Un problème esthétique à régler

Mais tout n’est pas réglé pour autant dans ce dossier, car le Château ne voit pas d’un bon œil l’installation d’un collège à proximité de son bel édifice du XIVe siècle. Il explique à Sud Ouest qu’il entend attaquer le plan local d’urbanisme (PLU) car ce terrain qui lui appartenait auparavant devait être inconstructible. « Je ne suis pas juriste mais il me semble que le PLU n’est plus attaquable, les délais de recours sont passés », commente Christine Bost, soulignant qu'« on sait maintenant faire de beaux bâtiments. »

L’idée d’une reconstruction in situ du collège de Parempuyre, après destruction de l’ancien établissement, et de l’installation d' une piste d’athlétisme et des bâtiments provisoires du collège sur le site litigieux (puisque les travaux ne peuvent avoir lieu en site occupé) est étudiée par les services du département. Le choix devrait intervenir d’ici un mois maximum et si c’est ce choix qui est fait, la collectivité n’envisage pas plus d’un an de retard.
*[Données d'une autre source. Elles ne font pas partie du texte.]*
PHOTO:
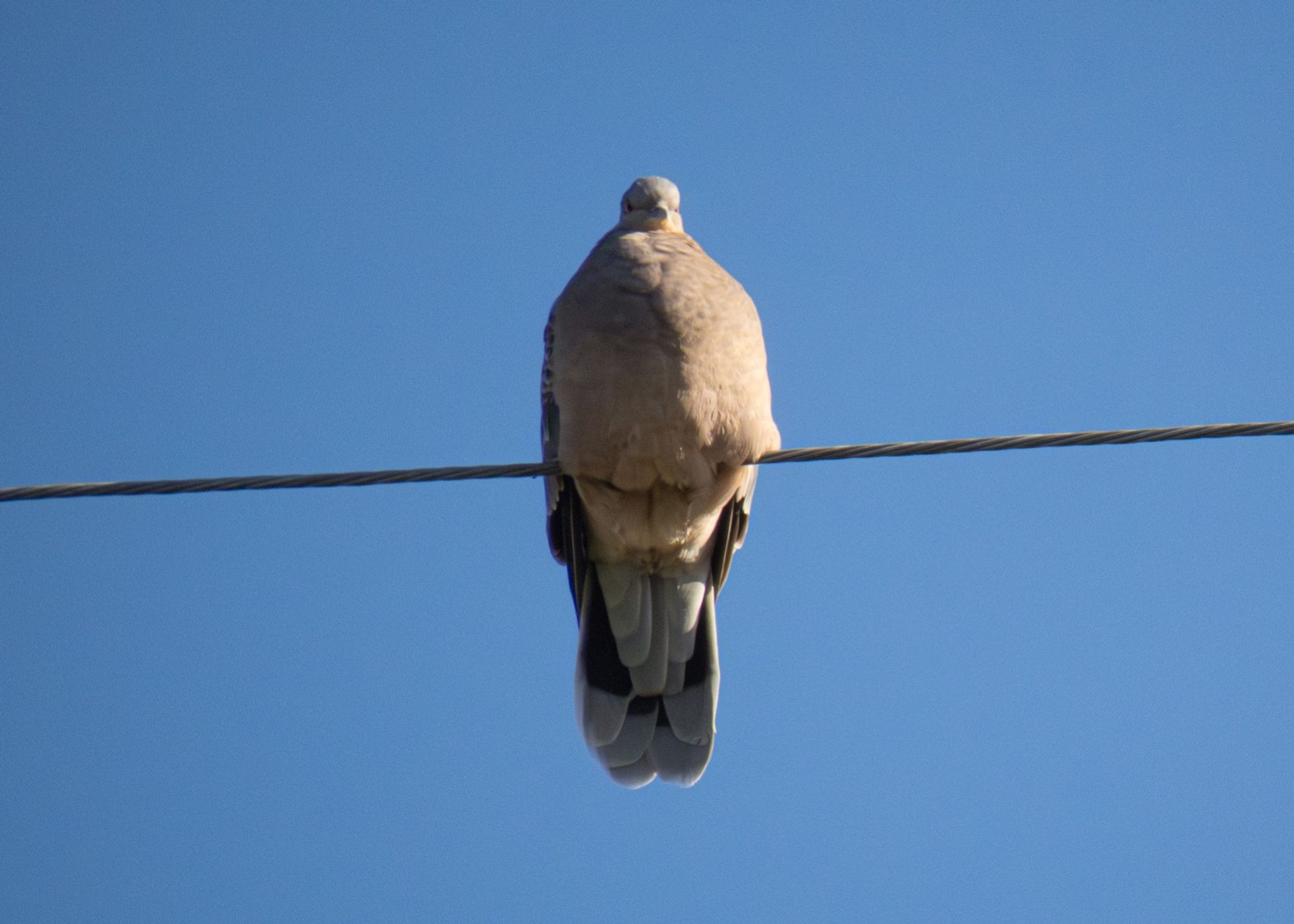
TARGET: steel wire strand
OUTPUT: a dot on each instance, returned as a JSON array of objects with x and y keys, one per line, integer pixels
[{"x": 1089, "y": 438}]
« Il y a un enjeu de pression des effectifs auquel nous devons répondre », rappelle Christine Bost. Pour le projet initial, le concours d’architectes a été lancé et trois équipes ont été retenues, le choix final devrait être connu au mois de juin.

Le Château Clément-Pichon, contacté par 20 Minutes, n’a pas répondu à sa sollicitation.